Re: A proposal to enhance RISC-V HPM (Hardware Performance Monitor)

Anup Patel

Hi Alan,


Thanks for the data points. The proposed SBI_PMU_COUNTER_CONFIG_MATCHING will helps us minimize SBI calls for configuring HPMEVENT CSR. I am not sure if you have considered latest SBI PMU extension proposal for benchmarking.


My question in-context of Hypervisors is still unanswered. The existing HPMCOUNTER CSRs are in read-only CSR range. We will need separate CSR range from S-mode Read-Write CSRs. Further, we will also need separate CSRs from HS-mode to save-restore VS-mode HPMCOUNTER CSRs states.


A more general question is that is it worth to add so many CSRs and add increase overhead for Hypervisors just to make HPMCOUNTER writeable form HS-mode and VS-mode. We should also consider the fact the Linux perf will be mostly used for debugging and analysis.
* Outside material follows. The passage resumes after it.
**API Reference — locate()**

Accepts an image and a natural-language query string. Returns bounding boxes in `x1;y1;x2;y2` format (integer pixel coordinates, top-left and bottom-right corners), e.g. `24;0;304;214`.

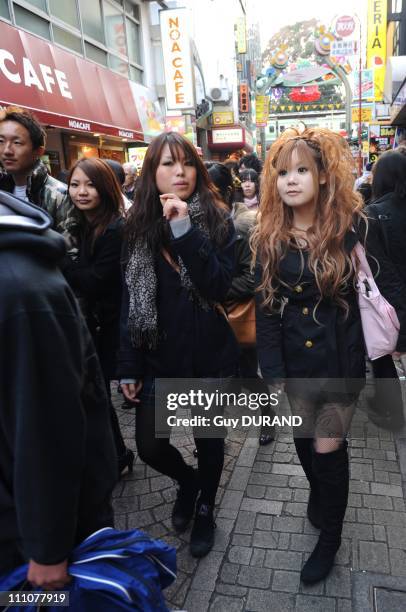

From: tech-privileged@... <tech-privileged@...> On Behalf Of alankao
Sent: 18 August 2020 14:12
To: tech-privileged@...
Subject: Re: [RISC-V] [tech-privileged] A proposal to enhance RISC-V HPM (Hardware Performance Monitor)



Hi Anup,


Fair enough.  Of course, your conclusion is totally correct: "we CAN EASILY set the HPM* ...," but the real question here is in point 1: Are counter updates really that in-frequent so?  So far, nobody provided any convincing pieces of evidence. Yet, I would like to share our findings from an out-of-the-box experiment.


The system for testing is a 4.17-based Linux branch which contains andes_pmu patch, running on our A27 design on FPGA.  The testing command was 


time perf record -e cache-references ./whestone


where "cache-references" is an andes_pmu cache event and the target program is a normal whestone executable.  We tested three different settings,


Baseline: all HPM CSRs are written in S-mode using plain csr_write.

SBI1: HPM counter CSRs are written with SBI calls.
SBI2: HPM counter and event CSRs are written with SBI calls.

We ran each of them 20 times and calculate the average of "real" part of the output.  It turns out that, (in seconds)
Baseline:  23.131
SBI1: 24.840 (increasing 7.4% more time from baseline)
SBI2: 25.691 (increasing 11.1% more time from baseline)

Considering the result, does the write-enable bit count as a benefit now?
Also, it's perfectly fine that QEMU virt platform doesn't support PMUs which allow S-mode to write HPM CSRs, so I don't think #279 answers #280 and #278.